I talk a lot about bringing automation to production ops because it's the next problem to solve.
Let me explain.
- Almost everyone is moving to the cloud because it brings agility, allowing faster development and innovation.
- We have tools to automate other parts of the software development lifecycle, whether it’s running tests, building artifacts, configuration management, or deployments.
But sadly, managing the environment once it's in production is still an almost entirely manual job.
A ton of tools help you observe your environment and maybe half a ton help you route things and deduplicate them.
But there's hardly anything out there that actually fixes your environment.
And that's unfortunate because I pity the poor SREs who deal with this vastly faster pace of innovation and software development lifecycle.

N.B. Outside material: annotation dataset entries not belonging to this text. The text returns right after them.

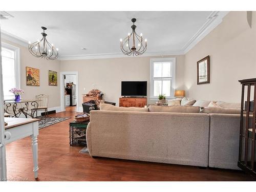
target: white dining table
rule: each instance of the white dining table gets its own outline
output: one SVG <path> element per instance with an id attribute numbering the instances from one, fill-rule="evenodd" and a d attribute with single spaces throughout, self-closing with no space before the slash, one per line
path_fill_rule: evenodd
<path id="1" fill-rule="evenodd" d="M 35 178 L 38 176 L 38 119 L 5 117 L 8 124 L 5 126 L 5 144 L 10 143 L 18 139 L 30 136 L 32 139 L 33 162 Z"/>

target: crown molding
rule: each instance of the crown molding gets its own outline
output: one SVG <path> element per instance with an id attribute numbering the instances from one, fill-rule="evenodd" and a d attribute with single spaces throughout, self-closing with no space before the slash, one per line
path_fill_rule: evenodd
<path id="1" fill-rule="evenodd" d="M 187 53 L 197 44 L 209 34 L 214 28 L 222 22 L 222 19 L 229 11 L 212 11 L 207 17 L 207 20 L 201 28 L 183 47 L 184 53 Z"/>
<path id="2" fill-rule="evenodd" d="M 28 47 L 29 45 L 28 41 L 2 30 L 1 38 L 24 47 Z"/>
<path id="3" fill-rule="evenodd" d="M 183 50 L 174 51 L 172 52 L 149 52 L 144 53 L 142 55 L 136 56 L 136 57 L 150 57 L 157 56 L 166 55 L 184 55 Z M 113 58 L 131 58 L 131 56 L 126 56 L 122 53 L 102 53 L 87 55 L 62 55 L 59 56 L 58 59 L 60 60 L 84 60 L 84 59 L 106 59 Z"/>
<path id="4" fill-rule="evenodd" d="M 228 13 L 228 11 L 212 11 L 207 17 L 207 20 L 201 28 L 189 39 L 187 43 L 183 46 L 181 50 L 162 52 L 147 52 L 142 55 L 136 57 L 148 57 L 164 55 L 184 55 L 191 49 L 209 34 L 214 28 L 222 22 L 222 19 Z M 1 38 L 3 39 L 27 47 L 28 41 L 19 37 L 10 34 L 6 31 L 1 30 Z M 122 53 L 110 53 L 94 54 L 59 55 L 58 60 L 83 60 L 104 59 L 110 58 L 128 58 L 130 57 L 123 55 Z"/>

They're getting code faster. It's more complex and even multi-cloud. It's got both Kubernetes and VMs alongside a bunch of microservices.
And they're responsible for plugging the holes in the dike wherever they happen, and the dikes are only getting bigger.
The only way to keep up with this challenging job is by ensuring that:
- the things that you do repetitively get automated away.
- the things that get escalated can be moved into processes so that your 1st line can manage them without escalation.
- things that happen for the first time can be debugged fleet-wide in parallel.
Personally, I never got excited when there was one more dashboard to look at or slightly better routing of an incident to somebody.
But I do get excited when some incident gets automated away forever because that reduces my labor, helping me keep up with an ever-growing, complex environment.
That's the reason we need automation in production ops today.